I am running a set of many parallel jobs in slurm (around 1000) and each of these has to be assigned to one CPU. Reading the slurm documentation I found this:
Best Practices, Large Job Counts
Consider putting related work into a single Slurm job with multiple job steps both for performance reasons and ease of management. Each Slurm job can contain a multitude of job steps and the overhead in Slurm for managing job steps is much lower than that of individual jobs.
Job arrays are an efficient mechanism of managing a collection of batch jobs with identical resource requirements. Most Slurm commands can manage job arrays either as individual elements (tasks) or as a single entity (e.g. delete an entire job array in a single command).
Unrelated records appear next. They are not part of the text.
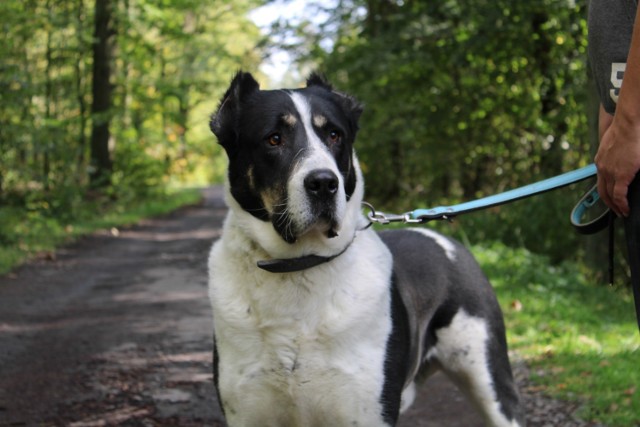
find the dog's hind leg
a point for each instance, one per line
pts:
(478, 364)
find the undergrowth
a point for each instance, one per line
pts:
(580, 338)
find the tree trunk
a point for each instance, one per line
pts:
(100, 172)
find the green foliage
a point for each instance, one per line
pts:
(466, 99)
(37, 228)
(169, 61)
(581, 341)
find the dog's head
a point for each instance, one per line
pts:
(291, 162)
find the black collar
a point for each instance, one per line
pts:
(291, 265)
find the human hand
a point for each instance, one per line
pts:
(618, 162)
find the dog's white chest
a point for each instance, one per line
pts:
(302, 349)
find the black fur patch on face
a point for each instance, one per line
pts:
(263, 135)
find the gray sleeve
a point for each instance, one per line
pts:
(610, 30)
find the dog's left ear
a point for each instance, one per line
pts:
(224, 121)
(348, 102)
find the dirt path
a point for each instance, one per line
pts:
(116, 330)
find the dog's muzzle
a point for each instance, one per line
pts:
(321, 186)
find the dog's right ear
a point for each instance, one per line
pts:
(224, 121)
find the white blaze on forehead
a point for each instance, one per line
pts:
(290, 119)
(319, 120)
(316, 147)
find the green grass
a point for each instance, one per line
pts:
(580, 338)
(34, 229)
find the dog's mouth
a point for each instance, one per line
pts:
(291, 228)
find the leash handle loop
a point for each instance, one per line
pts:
(588, 200)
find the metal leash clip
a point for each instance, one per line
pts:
(382, 218)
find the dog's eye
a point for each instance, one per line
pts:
(335, 136)
(275, 139)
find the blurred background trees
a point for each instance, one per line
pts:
(99, 93)
(111, 98)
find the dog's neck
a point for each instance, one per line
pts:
(277, 256)
(292, 265)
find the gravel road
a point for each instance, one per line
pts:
(116, 330)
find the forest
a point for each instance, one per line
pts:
(110, 99)
(105, 106)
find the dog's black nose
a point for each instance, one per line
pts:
(321, 183)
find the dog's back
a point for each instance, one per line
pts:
(454, 320)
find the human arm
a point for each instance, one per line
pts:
(618, 157)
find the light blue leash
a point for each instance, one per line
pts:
(449, 212)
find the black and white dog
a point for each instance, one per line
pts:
(318, 320)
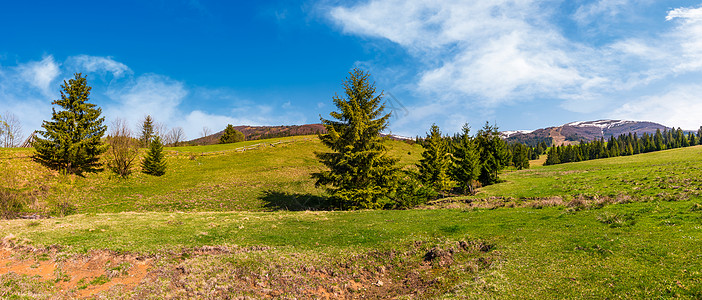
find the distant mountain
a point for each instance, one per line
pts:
(269, 132)
(573, 132)
(263, 132)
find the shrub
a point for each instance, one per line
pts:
(11, 203)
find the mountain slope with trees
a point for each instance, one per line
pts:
(574, 132)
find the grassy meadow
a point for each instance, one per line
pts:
(225, 221)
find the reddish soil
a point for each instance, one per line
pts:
(73, 275)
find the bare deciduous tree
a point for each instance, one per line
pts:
(10, 130)
(205, 131)
(161, 131)
(123, 148)
(175, 136)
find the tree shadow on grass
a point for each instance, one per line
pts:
(275, 200)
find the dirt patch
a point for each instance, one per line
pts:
(421, 270)
(75, 275)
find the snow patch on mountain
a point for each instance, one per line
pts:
(508, 133)
(602, 124)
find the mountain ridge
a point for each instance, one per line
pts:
(574, 132)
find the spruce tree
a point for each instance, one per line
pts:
(520, 156)
(231, 135)
(147, 131)
(154, 163)
(466, 161)
(494, 155)
(71, 142)
(359, 172)
(435, 162)
(552, 157)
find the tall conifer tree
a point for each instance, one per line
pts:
(231, 135)
(435, 162)
(155, 162)
(147, 131)
(360, 173)
(71, 142)
(466, 161)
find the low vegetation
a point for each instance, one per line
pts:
(247, 219)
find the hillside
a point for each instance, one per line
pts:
(223, 223)
(258, 175)
(575, 131)
(263, 132)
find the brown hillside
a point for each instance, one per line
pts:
(263, 132)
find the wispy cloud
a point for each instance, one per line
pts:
(679, 107)
(482, 55)
(99, 64)
(40, 74)
(27, 90)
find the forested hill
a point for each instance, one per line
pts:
(263, 132)
(572, 133)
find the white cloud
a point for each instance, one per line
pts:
(27, 89)
(481, 55)
(40, 74)
(689, 14)
(150, 94)
(588, 12)
(99, 64)
(485, 52)
(679, 107)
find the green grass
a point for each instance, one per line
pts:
(274, 175)
(645, 247)
(543, 253)
(671, 174)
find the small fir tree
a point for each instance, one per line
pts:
(155, 162)
(466, 162)
(520, 156)
(435, 162)
(552, 157)
(359, 172)
(494, 155)
(231, 135)
(71, 142)
(147, 131)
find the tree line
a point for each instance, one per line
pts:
(74, 140)
(360, 174)
(623, 145)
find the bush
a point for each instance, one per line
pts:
(11, 203)
(410, 192)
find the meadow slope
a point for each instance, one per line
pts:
(626, 227)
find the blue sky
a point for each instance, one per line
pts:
(523, 64)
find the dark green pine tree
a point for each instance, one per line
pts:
(494, 155)
(71, 141)
(147, 131)
(360, 173)
(231, 135)
(466, 162)
(552, 157)
(154, 163)
(435, 162)
(520, 156)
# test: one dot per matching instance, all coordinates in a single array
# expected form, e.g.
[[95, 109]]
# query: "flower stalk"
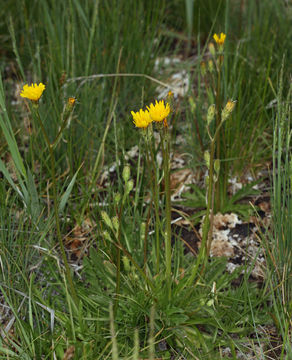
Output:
[[34, 93], [56, 203]]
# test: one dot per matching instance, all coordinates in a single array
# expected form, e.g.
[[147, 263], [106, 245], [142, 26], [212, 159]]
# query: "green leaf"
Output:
[[67, 193]]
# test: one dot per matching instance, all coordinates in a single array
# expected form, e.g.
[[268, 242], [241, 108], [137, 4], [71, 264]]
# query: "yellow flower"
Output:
[[33, 92], [219, 39], [159, 111], [71, 101], [141, 118]]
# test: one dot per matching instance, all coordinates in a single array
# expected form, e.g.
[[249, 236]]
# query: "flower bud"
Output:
[[129, 186], [106, 219], [210, 65], [207, 158], [211, 114], [226, 112], [203, 68], [126, 173], [117, 198], [217, 166], [115, 222], [126, 263], [212, 49], [192, 105], [107, 236]]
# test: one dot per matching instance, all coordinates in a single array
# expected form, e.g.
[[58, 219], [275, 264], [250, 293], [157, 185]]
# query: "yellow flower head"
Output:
[[219, 39], [71, 101], [159, 111], [141, 118], [33, 92]]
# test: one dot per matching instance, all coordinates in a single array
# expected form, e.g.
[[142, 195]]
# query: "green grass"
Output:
[[65, 45]]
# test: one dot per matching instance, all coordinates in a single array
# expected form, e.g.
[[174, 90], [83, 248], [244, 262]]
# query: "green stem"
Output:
[[207, 226], [218, 122], [56, 212], [118, 264], [156, 208], [165, 151]]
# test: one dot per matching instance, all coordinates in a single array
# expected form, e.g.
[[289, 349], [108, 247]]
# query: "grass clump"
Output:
[[91, 264]]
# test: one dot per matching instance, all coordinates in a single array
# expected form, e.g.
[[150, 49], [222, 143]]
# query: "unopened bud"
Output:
[[129, 186], [115, 222], [107, 236], [226, 112], [142, 231], [212, 49], [106, 219], [217, 166], [207, 158], [117, 198], [203, 68], [126, 263], [211, 114], [126, 173], [210, 65], [192, 105]]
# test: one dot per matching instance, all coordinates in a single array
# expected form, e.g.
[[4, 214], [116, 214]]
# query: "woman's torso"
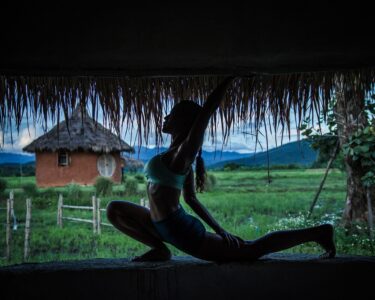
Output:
[[164, 200]]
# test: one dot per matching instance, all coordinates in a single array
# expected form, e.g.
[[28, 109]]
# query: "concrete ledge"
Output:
[[185, 277]]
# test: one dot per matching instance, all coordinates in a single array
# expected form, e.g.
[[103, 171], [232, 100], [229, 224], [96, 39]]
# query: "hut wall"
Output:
[[82, 169]]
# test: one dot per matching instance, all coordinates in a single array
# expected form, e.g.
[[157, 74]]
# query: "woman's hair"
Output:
[[188, 111], [200, 172]]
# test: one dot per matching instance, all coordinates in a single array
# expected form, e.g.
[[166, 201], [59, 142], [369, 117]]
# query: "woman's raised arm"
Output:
[[195, 137]]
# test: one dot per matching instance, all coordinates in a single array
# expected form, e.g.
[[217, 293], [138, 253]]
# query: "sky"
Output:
[[238, 142]]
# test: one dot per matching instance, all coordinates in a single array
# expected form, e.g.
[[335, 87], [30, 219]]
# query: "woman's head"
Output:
[[181, 117]]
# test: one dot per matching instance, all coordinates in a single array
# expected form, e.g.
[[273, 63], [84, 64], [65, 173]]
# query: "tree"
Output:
[[351, 123], [352, 116]]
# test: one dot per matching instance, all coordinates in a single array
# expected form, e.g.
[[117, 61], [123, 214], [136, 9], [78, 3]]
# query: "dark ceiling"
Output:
[[152, 40]]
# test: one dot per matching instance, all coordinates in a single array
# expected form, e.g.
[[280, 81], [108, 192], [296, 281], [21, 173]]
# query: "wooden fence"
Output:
[[96, 214], [11, 215]]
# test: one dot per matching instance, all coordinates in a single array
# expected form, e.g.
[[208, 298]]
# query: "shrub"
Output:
[[3, 185], [131, 186], [231, 167], [140, 178], [123, 178], [74, 191], [210, 182], [30, 189], [103, 186]]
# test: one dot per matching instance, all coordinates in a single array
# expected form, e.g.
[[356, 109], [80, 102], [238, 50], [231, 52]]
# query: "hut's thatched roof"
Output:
[[81, 133], [133, 163], [133, 62]]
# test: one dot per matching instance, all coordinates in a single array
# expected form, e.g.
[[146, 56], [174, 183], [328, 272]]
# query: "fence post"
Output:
[[94, 214], [11, 197], [99, 215], [27, 229], [9, 232], [59, 211]]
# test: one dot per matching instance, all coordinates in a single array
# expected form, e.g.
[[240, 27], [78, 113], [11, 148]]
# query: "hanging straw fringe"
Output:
[[141, 102]]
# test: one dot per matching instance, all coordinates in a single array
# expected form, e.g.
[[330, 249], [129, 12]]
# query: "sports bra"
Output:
[[157, 172]]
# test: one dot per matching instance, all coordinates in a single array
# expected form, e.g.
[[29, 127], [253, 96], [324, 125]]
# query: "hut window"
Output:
[[63, 158]]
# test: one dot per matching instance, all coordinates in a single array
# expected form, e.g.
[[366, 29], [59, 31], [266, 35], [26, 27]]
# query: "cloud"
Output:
[[25, 137]]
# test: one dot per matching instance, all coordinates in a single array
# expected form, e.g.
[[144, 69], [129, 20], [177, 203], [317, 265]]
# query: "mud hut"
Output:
[[77, 151]]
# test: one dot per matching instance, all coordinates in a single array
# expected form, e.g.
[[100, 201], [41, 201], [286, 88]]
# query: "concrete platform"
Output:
[[184, 277]]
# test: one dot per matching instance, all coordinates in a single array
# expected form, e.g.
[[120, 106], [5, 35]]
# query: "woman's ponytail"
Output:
[[200, 172]]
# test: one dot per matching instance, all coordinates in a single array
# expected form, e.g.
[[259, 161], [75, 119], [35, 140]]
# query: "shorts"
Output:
[[182, 230]]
This seems to imply that a single job with many job steps (e.g. one batch script with many srun calls, each with the same resources) performs better than a job array. My issue though is that I don't want to block resources for other people; if I run one job with 1000 srun calls the job will block a large number of processors constantly once it starts running, however, if I run a job array with 1000 jobs then those jobs will only use processors if they are available on the queue, which I believe is more flexible.
My question is: Is the overhead of running a job array over job steps significant enough for me to worry about this? Is there any alternative if the overhead is large? How do people usually deal with this sort of situations? I've seen people using GNU parallel with slurm in some circumstances, does it provide any advantage? Is this a possible use case?